Doing what comes naturally

Fashions come and go but Ian Mankin's natural fabrics are always in demand, reports Hester Lacey

VISITING Ian Mankin's fabric shop on London's Regent's Park Road is like stepping back in time. Fitted out with wood and brass and antique clocks, the premises are unsullied by anything so jarringly modern as electronic tills, barcodes or computers. Credit cards are not welcome and all receipts are written and stamped by hand. But if the shop is old- fashioned, the materials on sale are fresh and contemporary - even if Mankin still stocks some of the fabrics he did in 1983, when he first opened up.

Mankin was one of the pioneers of natural fabrics; the fad for ruching and tasselling brightly coloured chintzes and satins into elaborate swags- and-tails and Austrian blinds completely passed him by. His fabrics - traditionals like ticking, canvas and gingham - have understated class. "I'm not a fashion person," he says. "We're about style and substance. I've done the same thing since I opened - I've just refined it. But many of the original materials I sold back then are still here."

His new book is called Natural Fabrics, and the shop is a cornucopia of them. But while he has hundreds of different bolts of material all packed into one small emporium, the effect on the eye is harmonious - even though, as he says, nothing actually matches. "I don't produce co- ordinated ranges - there is nothing cutesy or twee here. But even the materials that are produced from different mills or in different countries go together." To prove it, he hurries to compare swatches and bolts of fabric against one another - it's true, they do blend happily together.

Natural does not necessarily mean neutral, although one of Mankin's newest lines is a range of heavy, cream, jacquard fabric embossed with selections of leaves and fruits rather than the traditional, dense, flowery pattern. His canvas weaves, repps and herringbones, calicos and tickings come in dozens of shades - jade green, deep blue, plum, mustard - but all are sumptuous rather than strident. "We do checks, stripes, plains and that's all. It's amazing how much they can vary. There is a strong vogue for bright colour at the moment, and we've had to get some bright colours in," he says, pointing out some tickings striped in mango or pink or crimson, "but I think they'll disappear within 18 months or so." As well as colours, texture is important - particularly for fabrics left undyed. There are chenilles, chevron weaves, textured stripes in different weights. All the fabrics have been names "with an English ring - Cricket Plaid, Wessex Check".

Mankin has worked with materials all his life; his mother was a fine- quality dressmaker and his father's business was textiles and trimmings. He studied at the London College of Fashion, but was interrupted by National Service. "When I came back I didn't feel like sewing. I drifted into my father's business first of all, then into working in the leather trade - you can't get more natural than that.
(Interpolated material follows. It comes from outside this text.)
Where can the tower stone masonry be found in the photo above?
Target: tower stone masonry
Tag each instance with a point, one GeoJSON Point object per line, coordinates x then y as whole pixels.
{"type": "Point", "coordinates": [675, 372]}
All my linings were cotton, the fittings were brass, buttons were horn - I've still got the horn buttons on my suit."

The recession claimed his leather company and he moved over into natural fabrics, but his first excursions into the field were an economy measure many years before. "My father sold fabrics and one of them was linen scrim - marvellous stuff for polishing, window-cleaners used to use it. When I got my first flat, I was about 23, I made the curtains out of it - in those days it was about 30p a metre. These days it's not about cheapness, it's about the look. If you want to go for the look, you've got to be generous - cheap materials are very thin. It's easy to keep prices down by cutting quality, but I'm very much into quality." With a heavy calico, he says, even the dreaded Austrian blind can look good: "You get a wonderful sculpted look."

Today, he sources his materials from English and Indian fabric mills. "Look at this, it's Jermyn Street shirting, though you won't find it in Jermyn Street now," he says, pulling some soft, checked material from a cupboard, in glowing shades of red-and-white or blue-and-white check. "It would make wonderful curtains, or duvet covers, or pillowcases. It's from the last mill in England that makes these very super-fine poplins - very English. Our Indian materials are also very fine quality - I have them all finished in this country."

Mankin's book suggests curtains, cushion covers and loose covers, blinds, seat covers and pillowcases to make, as well as using the materials for upholstery. One of the greatest advantages of the natural look is that it fits everywhere. "My fabrics have been featured in very modern and very antique homes, and they worked in all of them, because they're so classic - completely timeless."

Natural Fabrics by Ian Mankin is published on 1 May by Ebury Press, pounds 17.99.